ITC is the safest bet in this market. The strong buzz on Dalal Path is its InfoTech business with a valuation of around Rs 25000 crore could be separately listed. Other divisions FMCG, cigarette, and the food business also can follow suit. Huge potential as far as valuation is concerned, it will be the biggest value-unlocking ever seen. Value-wise it is definitely the cheapest FMCG stock with steady growth.
TV Today is again in the news since Abacus acquired 8 lakh shares at Rs 345 recently. Q2 numbers were good as sales, operating profit and net profit were up by 28, 45 and 69 per cent respectively. This debt-free company, available at the right valuation is slowly moving towards Rs 500 range.
Palred Technologies provides solutions that cater to the database management of a company. Its other two subsidiaries are Palred Electronics which it’s brand PTron offers mobile accessories products like Bluetooth headsets, chargers, smartwatches, and networking products whereas Palred Retail owns the e-commerce site LatestOne.com. It will soon be expanding its footprint into the offline world, through brick and mortar stores. The stock is on its way to double century and buzz is ‘Something Big Will Happen Soon’ at this Counter. Compared to other new-age companies it’s still available at a cheaper valuation.

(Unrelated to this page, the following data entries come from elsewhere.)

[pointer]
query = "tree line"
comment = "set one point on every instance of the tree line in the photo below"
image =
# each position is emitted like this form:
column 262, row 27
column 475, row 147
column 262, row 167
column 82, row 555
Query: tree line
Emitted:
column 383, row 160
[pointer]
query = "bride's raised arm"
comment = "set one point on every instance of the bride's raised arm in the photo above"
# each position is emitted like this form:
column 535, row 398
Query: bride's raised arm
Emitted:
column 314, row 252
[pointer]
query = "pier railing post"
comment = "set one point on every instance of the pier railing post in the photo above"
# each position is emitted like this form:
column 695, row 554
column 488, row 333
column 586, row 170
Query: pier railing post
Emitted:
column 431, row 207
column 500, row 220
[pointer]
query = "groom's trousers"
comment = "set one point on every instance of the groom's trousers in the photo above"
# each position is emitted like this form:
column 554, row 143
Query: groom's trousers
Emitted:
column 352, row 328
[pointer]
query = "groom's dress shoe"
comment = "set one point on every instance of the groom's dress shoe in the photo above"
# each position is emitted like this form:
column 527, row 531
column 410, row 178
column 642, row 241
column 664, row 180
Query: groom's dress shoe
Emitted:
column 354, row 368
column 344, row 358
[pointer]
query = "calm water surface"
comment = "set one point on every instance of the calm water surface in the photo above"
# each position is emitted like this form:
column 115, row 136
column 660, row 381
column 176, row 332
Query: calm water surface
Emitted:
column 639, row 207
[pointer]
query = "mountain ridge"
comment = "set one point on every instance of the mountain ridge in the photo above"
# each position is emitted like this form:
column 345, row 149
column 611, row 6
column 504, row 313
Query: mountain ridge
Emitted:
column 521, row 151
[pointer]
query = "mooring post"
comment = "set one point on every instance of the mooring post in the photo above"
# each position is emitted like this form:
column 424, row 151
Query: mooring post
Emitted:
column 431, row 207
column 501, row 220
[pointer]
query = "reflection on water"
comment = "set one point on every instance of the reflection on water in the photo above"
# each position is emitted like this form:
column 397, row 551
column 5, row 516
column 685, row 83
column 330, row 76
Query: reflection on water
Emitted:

Morepen Lab is into four major verticals namely API, Medical Device, Formulations, and OTC and these recorded in Q2 respectively a growth of 9, 36, 28, and 22 per cent. Overall in Q2 sales, operating profit and net profit were up by 17.5, 32 and 37.5 per cent respectively. In July the stock was trading at Rs 75. Now down by 37 per cent from that level, it has entered into an accumulation zone. A perfect candidate for long-term investment.
IRB Infra has attracted two suitors – Cintra Global, a subsidiary of the world’s leading infra company Ferrovial, will invest Rs 3180 crore and GIC will invest Rs 2167 crore, making a total of Rs 5347 crore infusion in the company. Both will be allotted preferential shares at a price of Rs 211.79. During this announcement, the stock went up to Rs 346 but soon corrected to Rs 221. If these two big brothers are finding the counter attractive at this price then certainly it provides a risk-free investment opportunity.
Mahindra & Mahindra, the undisputed leader in the SUV segment, is glowing in the reflected glory of Escorts. Readers will recollect that last week we wrote, “Escorts Ltd. may see a huge rally as Kubota Corp is raising its stake.” Within four days the stock was up by 15.5 per cent. M&M will also claim the same valuation and the stock will get re-rated as its Tractor sales are showing good up move. On the other front, bookings for XUV 700 have crossed 75,000 vehicles, and next year it will launch the next-gen model of Scorpio. It is the best large-cap catch. But enter at a correction of Rs 100-150 to get a double return in 2 years.
Finolex Cables, last week even in bad market sentiment, has shown a big up move with impressive volumes. Q2 numbers were good as sales, operating profit, and net profit were up by 46, 31, and 41 per cent respectively. The financial performance and stock price action clearly show the counter will once again touch its 2018 high of Rs 741.
Kabra Extrusion Technik, a 5-decade old company with 2 plants in Daman, supplies a wide model range of extrusion lines for uPVC, cPVC, HDPE, PPR pipes, and a preferred choice of processors in many countries. Now it has entered into Lithium-ion Battery pack manufacturing using the next-gen technology for EVs after establishing a plant in Pune. With Q2 sales, operating profit, and net profit up by 20, 23, and 11 per cent respectively, the counter will get an upper valuation due to the battery segment.